Как послушны тебе, как никогда не нарочиты все совпадения и переклички, в которых ты силён, как сама жизнь. Ужасно люблю тебя хотя бы за... «свой рост и положение в постели Лара ощущала... выступом левого плеча»... и её сном, где «не велят Маше за реченьку ходить», когда те же самые «рост и положение» в одном случае являют собой ощущение физического и морального здоровья и равновесия, а в другом — смерть, тлен, плен и не велят Маше за реченьку ходить!

(Да, должна извиниться за Николая Николаевича. Ты ведь отправил его в Лозанну, что явно противоречит моему утверждению, что «ты не заставил его уехать». Но тем не менее эта Лозанна по моему глубокому убеждению является авторской отпиской, а не развитием этой судьбы, которая совсем не заслуживает таких больших, на долгие годы, перерывов в её описании.)

Образы Лары, Юры, Павла больно входят в сердце, потому что мы их знали такими, какими они даны тобою, и мы их любили, и мы потеряли их, потому что они умерли, или ушли, или прошли, как проходит болезнь, молодость, жизнь. Как умираем, уходим, проходим мы сами.

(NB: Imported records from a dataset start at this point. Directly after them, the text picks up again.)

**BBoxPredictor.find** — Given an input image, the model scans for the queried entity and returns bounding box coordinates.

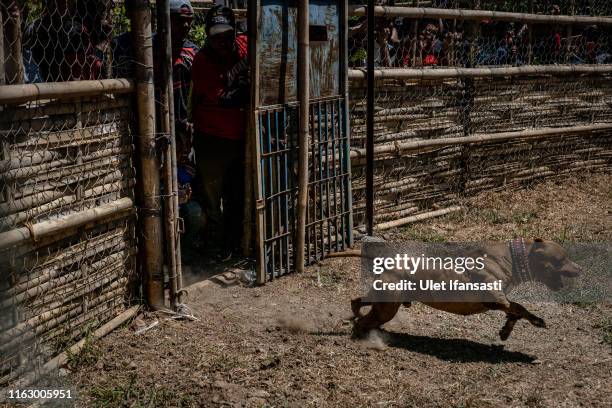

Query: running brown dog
[336,238,581,340]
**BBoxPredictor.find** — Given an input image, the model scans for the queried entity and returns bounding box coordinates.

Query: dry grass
[64,176,612,407]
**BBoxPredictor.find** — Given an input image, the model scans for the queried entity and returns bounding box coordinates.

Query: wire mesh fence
[0,0,140,386]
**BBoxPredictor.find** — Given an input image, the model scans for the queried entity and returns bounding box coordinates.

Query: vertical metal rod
[338,0,353,248]
[2,1,25,85]
[338,102,348,250]
[366,0,376,236]
[265,111,278,279]
[249,0,267,285]
[310,104,321,259]
[295,0,310,272]
[131,0,164,309]
[0,8,6,86]
[330,100,342,252]
[255,113,268,284]
[283,108,291,272]
[156,0,180,310]
[274,110,285,275]
[323,102,334,253]
[320,102,327,259]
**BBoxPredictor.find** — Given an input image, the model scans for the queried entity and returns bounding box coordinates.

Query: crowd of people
[8,0,250,262]
[8,0,612,260]
[349,6,612,68]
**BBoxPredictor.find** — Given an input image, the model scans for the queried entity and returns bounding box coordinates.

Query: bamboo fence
[0,80,136,386]
[350,72,612,229]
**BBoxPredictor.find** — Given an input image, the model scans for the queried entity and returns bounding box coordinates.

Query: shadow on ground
[386,332,536,363]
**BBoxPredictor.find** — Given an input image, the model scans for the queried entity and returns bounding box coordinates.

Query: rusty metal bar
[2,0,25,85]
[294,0,310,272]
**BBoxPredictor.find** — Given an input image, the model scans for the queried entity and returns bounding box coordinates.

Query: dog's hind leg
[353,303,401,337]
[510,302,546,328]
[351,297,372,319]
[485,302,546,341]
[499,314,520,341]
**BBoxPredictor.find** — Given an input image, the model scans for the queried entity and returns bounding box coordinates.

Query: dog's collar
[508,238,533,283]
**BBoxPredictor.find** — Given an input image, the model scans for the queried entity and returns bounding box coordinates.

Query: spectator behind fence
[23,0,72,82]
[24,0,113,82]
[191,6,249,257]
[159,0,203,263]
[61,0,113,81]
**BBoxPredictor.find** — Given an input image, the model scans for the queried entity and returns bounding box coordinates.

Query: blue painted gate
[249,0,352,283]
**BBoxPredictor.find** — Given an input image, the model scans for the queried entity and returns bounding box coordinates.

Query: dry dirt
[63,176,612,407]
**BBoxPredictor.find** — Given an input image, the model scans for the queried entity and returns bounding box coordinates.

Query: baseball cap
[170,0,193,17]
[206,6,236,36]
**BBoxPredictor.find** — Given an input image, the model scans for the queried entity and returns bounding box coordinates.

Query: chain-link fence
[349,1,612,233]
[0,0,140,387]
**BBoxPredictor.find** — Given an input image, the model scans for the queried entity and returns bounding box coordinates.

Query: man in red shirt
[191,6,250,254]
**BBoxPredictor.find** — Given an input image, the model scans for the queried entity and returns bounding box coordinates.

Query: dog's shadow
[385,332,536,363]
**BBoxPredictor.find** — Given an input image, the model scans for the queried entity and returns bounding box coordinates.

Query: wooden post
[156,0,180,310]
[131,0,164,309]
[568,0,576,64]
[366,0,376,236]
[3,0,25,84]
[294,0,310,272]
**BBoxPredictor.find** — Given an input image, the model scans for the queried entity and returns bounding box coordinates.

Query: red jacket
[191,35,249,140]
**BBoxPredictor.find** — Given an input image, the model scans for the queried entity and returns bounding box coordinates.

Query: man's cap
[205,5,236,36]
[170,0,193,17]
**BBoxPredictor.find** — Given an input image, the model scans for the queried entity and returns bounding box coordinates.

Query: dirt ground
[63,175,612,407]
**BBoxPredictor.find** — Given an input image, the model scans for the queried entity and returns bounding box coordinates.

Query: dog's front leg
[485,302,546,341]
[509,302,546,328]
[499,314,520,341]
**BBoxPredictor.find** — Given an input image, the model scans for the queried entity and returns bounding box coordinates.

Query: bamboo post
[555,0,576,64]
[155,0,180,310]
[366,0,382,236]
[3,0,25,84]
[294,0,310,272]
[131,0,164,309]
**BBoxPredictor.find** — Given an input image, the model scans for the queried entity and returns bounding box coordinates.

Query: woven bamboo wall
[0,88,136,386]
[351,75,612,227]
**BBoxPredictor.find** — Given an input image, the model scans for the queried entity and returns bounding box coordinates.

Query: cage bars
[294,0,310,272]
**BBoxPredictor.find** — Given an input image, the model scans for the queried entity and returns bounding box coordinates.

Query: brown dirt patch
[70,176,612,407]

Ещё маленькой я думала: куда же уходит прошлое? Как же это — было и нет, и не будет больше, а было, было ведь, была же другая такая девочка, как я, которая сидела на этой же земле и вопрошала это же небо: а где же то, что было? где та, другая девочка, которая так же была и так же искала вчерашнего дня? И так до сотворения мира.

Те же самые земля и небо связывают нас с ними, и свяжут нас с будущим, когда мы станем прошлым.

Как хорошо, что ты сделал то, что мог сделать только ты, - не дал им всем уйти безымянными и неопознанными, собрал их всех в добрые и умные свои ладони, оживил своим дыханием и трудом.

Ты стал сильнее и строже, яснее и мудрее.

Спасибо тебе.

Не сердись на мои придирки, пойми моё желание большего простора, большей воли для тех, кого я узнала, кого я вспомнила и полюбила благодаря тебе.

Книгу вышлю завтра, несмотря на то, что очень бы хотелось, чтобы она была моей совсем, или хоть по-настоящему надолго.

Это, конечно, далеко не всё, что хочу сказать тебе и ещё скажу -но моё время истекло, и вообще я не совсем уверена, что тебе это интересно.

Целую тебя, родной.

Твоя Аля'

' На этот разбор романа «Доктор Живаго» Б.Л. ответил А.С. 2.XII.48 г.: «...ты мне написала за всех и лучше всех». Однако заметил, что «...современная душа (как и моя собственная) не выносит длинных вещей» и что «...этими же недостатками отличалась проза Рильке, которого я боготворил» (Пастернак Б. Новооткрытые письма к Ариадне Эфрон (Знамя. 2003. № 11. С. 161)).

Б.Л. Пастернаку

4 декабря 1948■

Дорогой Борис! Как всё неудачно получилось - книгу я уже отправила 1-го вечером, а 4-го, сегодня, получила твоё разрешение оставить её у себя надолго. Я просто в отчаянье, до такой степени мне хотелось, чтобы она была у меня. Во-первых, я хочу её иллюстрировать, во-вторых - некоторые места постоянно хочу перечитывать, п<отому> ч<то> память и воображение переиначивают их. В-третьих - вещь эта настолько цепкая, сильная и к тому же замедленного действия, что всё время хочется сличать это самое действие с подлинником, его производящим, понимаешь? Гак на днях я приняла кодеин от кашля, причём не рассчитала дозы и через некоторое время, не сразу, мне показалось, что я умираю. Конечно, умереть от него вряд ли можно, но всё же именно благодаря ему я почувствовала, как это будет когда-то. Немного в этом духе получилось у меня и с твоей книгой — когда я её прочла впервые, меня просто обидел целый ряд мелочей, которые масштабом самой книги возводились на недолжную высоту, и действие которых (от кашля!) я приняла за одно из главных действий книги. А потом я почувствовала себя так, как почувствовал бы Джек, если бы совет Оли Дёминой насчёт толчёного стекла был бы «проведён в жизнь», это начало во мне шириться и расти главное - после того, как я рассчиталась с мелочами.